Advertisements for clothing, in particular swimwear, also play a role in the standard. There’s nothing inherently wrong with advertisement, but the issue here is the same body type being advertised in them. The same “perfect bodied” model. It brings up the core question: what is being advertised, the clothing or the model? When asked for her opinion, senior Haley Sabo said, “[The beauty standard] is really dictated by whatever fits the male gaze. Whatever men think is hot becomes the beauty standard. It happens with fashion, for example female-equivalent sports in the olympics have super provocative outfits and for what? It puts women in a box because of something men like to look at.” The idea of ‘perfection’ and the cookie cutter physique is a damaging construct. 
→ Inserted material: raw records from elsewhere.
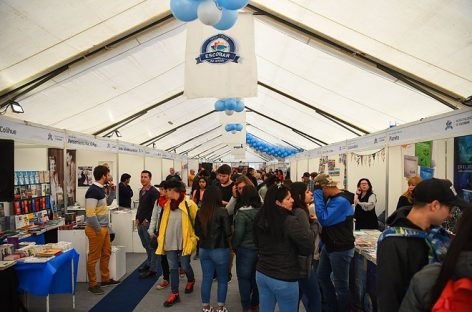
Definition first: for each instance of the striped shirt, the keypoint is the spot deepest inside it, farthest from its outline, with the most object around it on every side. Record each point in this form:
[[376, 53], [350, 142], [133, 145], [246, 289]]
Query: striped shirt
[[96, 206]]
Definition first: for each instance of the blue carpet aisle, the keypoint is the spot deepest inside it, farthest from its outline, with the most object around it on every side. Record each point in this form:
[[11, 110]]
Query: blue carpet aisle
[[127, 295]]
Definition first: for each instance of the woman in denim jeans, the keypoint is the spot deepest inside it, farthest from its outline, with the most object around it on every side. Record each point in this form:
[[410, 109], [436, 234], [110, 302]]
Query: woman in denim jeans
[[246, 251], [309, 287], [213, 228], [280, 239]]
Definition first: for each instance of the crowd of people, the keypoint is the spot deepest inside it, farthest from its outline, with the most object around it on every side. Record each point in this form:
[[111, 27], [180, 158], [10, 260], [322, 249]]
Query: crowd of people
[[292, 242]]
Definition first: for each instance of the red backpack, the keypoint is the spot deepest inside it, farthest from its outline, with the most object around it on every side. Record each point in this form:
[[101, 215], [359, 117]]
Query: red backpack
[[455, 297]]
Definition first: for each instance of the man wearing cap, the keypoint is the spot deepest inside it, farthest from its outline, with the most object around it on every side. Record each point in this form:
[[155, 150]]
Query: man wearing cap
[[335, 213], [413, 240]]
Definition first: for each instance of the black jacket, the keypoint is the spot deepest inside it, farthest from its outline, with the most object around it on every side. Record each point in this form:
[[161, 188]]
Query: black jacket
[[146, 204], [398, 259], [124, 195], [278, 258], [219, 230]]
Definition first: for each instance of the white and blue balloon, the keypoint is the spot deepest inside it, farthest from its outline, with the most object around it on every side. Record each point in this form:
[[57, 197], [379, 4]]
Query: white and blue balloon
[[221, 14], [233, 128], [270, 149], [229, 106]]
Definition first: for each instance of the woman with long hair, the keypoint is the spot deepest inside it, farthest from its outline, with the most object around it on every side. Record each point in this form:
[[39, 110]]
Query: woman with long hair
[[246, 251], [427, 285], [308, 287], [213, 228], [364, 203], [406, 199], [280, 239]]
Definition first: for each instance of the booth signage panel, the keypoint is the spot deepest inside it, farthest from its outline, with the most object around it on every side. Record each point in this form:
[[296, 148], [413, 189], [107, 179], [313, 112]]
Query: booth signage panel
[[445, 127], [78, 141], [24, 132]]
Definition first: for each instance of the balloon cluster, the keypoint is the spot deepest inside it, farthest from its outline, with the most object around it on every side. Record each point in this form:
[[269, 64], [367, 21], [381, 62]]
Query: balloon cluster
[[270, 149], [229, 106], [233, 128], [221, 14]]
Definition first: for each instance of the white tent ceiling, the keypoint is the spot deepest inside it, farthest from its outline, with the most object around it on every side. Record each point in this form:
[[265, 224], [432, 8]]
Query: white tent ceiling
[[305, 83]]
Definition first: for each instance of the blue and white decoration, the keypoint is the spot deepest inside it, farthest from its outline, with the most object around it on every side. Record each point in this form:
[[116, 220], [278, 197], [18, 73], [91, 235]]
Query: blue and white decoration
[[221, 14], [270, 149], [229, 106], [233, 128]]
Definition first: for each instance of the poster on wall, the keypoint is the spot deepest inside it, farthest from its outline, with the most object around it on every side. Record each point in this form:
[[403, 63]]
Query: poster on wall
[[56, 177], [410, 166], [69, 177], [84, 176], [463, 166], [423, 150]]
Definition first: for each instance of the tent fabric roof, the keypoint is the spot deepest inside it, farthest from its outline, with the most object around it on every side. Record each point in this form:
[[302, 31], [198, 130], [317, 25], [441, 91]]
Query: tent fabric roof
[[300, 78]]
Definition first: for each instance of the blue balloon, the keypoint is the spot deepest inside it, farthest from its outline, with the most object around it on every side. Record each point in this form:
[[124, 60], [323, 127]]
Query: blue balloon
[[228, 19], [230, 104], [239, 106], [233, 4], [219, 105], [184, 10]]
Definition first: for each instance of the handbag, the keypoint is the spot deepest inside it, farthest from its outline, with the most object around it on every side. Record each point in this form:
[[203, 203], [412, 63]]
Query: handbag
[[304, 265]]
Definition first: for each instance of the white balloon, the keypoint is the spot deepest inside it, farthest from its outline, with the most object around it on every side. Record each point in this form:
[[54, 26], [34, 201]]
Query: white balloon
[[208, 13]]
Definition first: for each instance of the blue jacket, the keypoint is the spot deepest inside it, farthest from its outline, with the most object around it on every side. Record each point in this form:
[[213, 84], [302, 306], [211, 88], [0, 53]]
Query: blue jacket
[[336, 217]]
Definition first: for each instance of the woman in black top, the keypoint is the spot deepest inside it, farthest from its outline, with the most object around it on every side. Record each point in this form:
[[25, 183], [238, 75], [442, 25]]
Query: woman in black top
[[365, 201], [213, 228], [280, 239]]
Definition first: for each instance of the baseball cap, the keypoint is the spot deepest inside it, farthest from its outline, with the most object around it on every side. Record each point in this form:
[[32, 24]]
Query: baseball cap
[[324, 179], [441, 190], [177, 185]]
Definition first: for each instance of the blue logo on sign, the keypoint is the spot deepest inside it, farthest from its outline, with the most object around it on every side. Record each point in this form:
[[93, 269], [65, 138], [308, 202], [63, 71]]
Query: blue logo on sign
[[448, 125], [218, 49]]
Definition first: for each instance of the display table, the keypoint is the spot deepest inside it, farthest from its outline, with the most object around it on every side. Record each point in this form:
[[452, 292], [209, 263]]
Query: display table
[[56, 276], [363, 271], [117, 264]]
We see eating disorders on the news, TV and on the other media, but what is sheltered is facing these issues in our own community. We never think that it could affect one of us, or even the ones we love most, but it’s a difficult realization that simply isn’t reality. Senior Mikayla Wagner shared her own story with an eating disorder, “It first stemmed from being anxious all of the time. If I ate something, I would feel as if I had to throw up. It got to the point where I realized I hadn’t eaten in about a week. One morning I went to stand up, felt weird, everything started to blur, passed out and went to the hospital. I was hooked up to multiple IV’s because the doctor told me I barely had any nutrition in my body. This happened again two weeks later.” Anxiety, in Wagner’s case, was rooted from body shaming, which also plays a huge role in the mindset of what beauty should look like. “I would wear short shorts or dresses that I liked, and would get pushed down for showing it off. It was often referred to as ‘too revealing’ and ‘asking for attention.’” 
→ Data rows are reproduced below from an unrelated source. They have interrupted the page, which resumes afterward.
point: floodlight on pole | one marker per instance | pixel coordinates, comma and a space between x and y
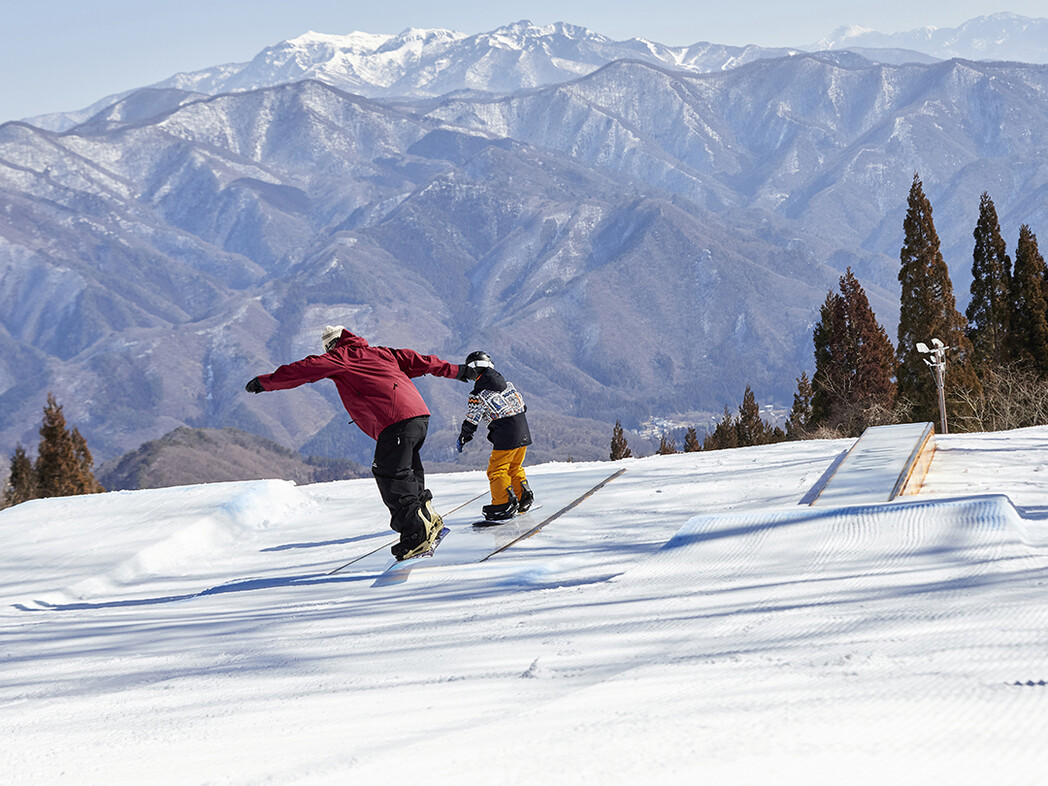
937, 362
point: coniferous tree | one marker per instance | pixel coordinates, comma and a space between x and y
854, 363
692, 443
989, 309
929, 310
619, 449
800, 416
874, 364
723, 436
748, 426
1029, 322
22, 481
831, 383
63, 462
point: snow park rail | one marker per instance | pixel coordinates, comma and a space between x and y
885, 462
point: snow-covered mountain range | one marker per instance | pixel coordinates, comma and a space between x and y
419, 63
424, 63
640, 240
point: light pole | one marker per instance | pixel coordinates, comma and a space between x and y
938, 364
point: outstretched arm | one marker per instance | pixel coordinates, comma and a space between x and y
292, 374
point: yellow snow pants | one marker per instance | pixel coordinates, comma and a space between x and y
505, 470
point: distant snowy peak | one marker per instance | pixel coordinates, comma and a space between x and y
996, 37
433, 62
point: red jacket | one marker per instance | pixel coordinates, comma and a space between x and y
374, 383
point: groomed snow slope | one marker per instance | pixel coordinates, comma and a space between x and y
690, 619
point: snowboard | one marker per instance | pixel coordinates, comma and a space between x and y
484, 523
429, 552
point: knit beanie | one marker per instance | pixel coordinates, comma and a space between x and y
330, 335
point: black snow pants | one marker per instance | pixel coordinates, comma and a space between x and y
398, 470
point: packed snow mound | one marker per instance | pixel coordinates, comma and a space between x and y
211, 523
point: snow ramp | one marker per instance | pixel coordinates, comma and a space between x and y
886, 462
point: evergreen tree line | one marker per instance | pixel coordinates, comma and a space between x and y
997, 366
62, 467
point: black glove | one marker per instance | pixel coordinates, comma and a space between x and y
466, 374
465, 435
While it’s used for fun and creativity, makeup is also a tool for people to indulge in to help cover up acne, scars, blemishes, etc. The beauty standard for the face has always included clear skin, but why? We’re all teenagers going through hormones and the majority of teenagers experience acne to some degree, so why do we try to hide it? No one should feel pressure to cover up what’s natural and quite normal. “I told myself, ‘you know what Mikayla, this is what you look like so might as well embrace it.’ It took time for me to realize that no amount of makeup was going to change my facial structure, no matter how much I wanted it to,” said Wagner.